Bishop Braxton goes on, explaining his reasoning:
This lack of a history of dialogue underscores the difficulties that the Church faces today when it attempts to evangelize the African-American community. … It has been late in the game to change that scenario. Nevertheless, we should not abandon our effort, and part of our effort should be to understand the Black Lives Matter movement.
He does not focus solely on the lack of dialogue that the Catholic Church has with African Americans. On July 26, he spoke of the importance of life in general, and how the Black Lives Matter movement must be active and aware of this.

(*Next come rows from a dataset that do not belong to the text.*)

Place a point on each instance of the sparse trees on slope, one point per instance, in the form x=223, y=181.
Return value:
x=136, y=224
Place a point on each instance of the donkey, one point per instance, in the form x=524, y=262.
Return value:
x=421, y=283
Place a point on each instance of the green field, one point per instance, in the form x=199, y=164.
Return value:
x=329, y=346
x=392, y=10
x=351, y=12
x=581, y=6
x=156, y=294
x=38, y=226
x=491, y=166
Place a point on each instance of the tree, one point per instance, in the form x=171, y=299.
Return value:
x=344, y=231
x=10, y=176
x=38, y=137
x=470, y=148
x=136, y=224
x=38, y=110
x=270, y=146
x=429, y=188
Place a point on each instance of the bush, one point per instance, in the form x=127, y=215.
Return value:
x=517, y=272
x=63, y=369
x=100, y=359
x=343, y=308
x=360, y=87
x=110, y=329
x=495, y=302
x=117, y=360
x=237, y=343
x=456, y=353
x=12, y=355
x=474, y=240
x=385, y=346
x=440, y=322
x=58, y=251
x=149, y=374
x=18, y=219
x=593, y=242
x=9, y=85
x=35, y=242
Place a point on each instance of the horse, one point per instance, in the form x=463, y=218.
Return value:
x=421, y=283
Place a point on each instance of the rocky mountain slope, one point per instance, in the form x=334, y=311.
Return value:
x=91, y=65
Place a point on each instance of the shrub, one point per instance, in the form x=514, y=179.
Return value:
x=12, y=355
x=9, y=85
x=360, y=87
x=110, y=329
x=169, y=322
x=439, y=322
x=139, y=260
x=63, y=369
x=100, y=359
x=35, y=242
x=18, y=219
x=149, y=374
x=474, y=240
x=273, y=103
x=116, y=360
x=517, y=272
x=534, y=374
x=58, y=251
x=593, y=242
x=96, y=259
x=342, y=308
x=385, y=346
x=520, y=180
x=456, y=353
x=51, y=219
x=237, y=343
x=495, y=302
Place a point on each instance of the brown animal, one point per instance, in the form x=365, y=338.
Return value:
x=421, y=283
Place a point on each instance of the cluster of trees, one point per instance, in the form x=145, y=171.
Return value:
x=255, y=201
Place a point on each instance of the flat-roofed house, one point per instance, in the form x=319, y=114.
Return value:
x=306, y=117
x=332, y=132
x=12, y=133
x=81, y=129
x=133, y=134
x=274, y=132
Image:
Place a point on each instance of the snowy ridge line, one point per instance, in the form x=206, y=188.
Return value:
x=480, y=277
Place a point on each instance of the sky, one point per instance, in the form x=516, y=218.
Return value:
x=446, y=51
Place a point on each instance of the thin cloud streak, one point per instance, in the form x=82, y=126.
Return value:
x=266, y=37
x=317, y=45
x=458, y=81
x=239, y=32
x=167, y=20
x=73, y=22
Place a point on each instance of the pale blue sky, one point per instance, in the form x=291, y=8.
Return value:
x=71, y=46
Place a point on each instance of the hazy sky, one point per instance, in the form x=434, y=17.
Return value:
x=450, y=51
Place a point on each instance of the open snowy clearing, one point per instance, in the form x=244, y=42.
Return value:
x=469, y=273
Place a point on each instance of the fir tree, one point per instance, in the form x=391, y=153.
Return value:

“Black Lives Matter” should not be silent about the significant number of young African-American males who die at the hands of other African-Americans, or the alarmingly high number of abortions that bring abrupt ends to nascent Black lives that matter. There also must be a repudiation of any form of violence against White people, specifically, police officers. Ultimately, there must be at least a tacit recognition that there are other vulnerable, marginalized groups in the country whose lives also matter.
Bishop Braxton has a history of fighting for African American causes. For several years, he has spoken on this movement in speeches, interviews and pastoral letters. The talk he gave on Monday is one of many.
In one homily from early 2015, Bp. Braxton spoke about racial injustice, challenging the congregation to imagine a world where white people were the minority, and how they would feel if black officers were killing white men.
Bishop Braxton was appointed auxiliary bishop of St. Louis, Missouri, in 1995. Twenty years later, in 2005, he was appointed bishop of Belleville, Illinois, a post he currently occupies.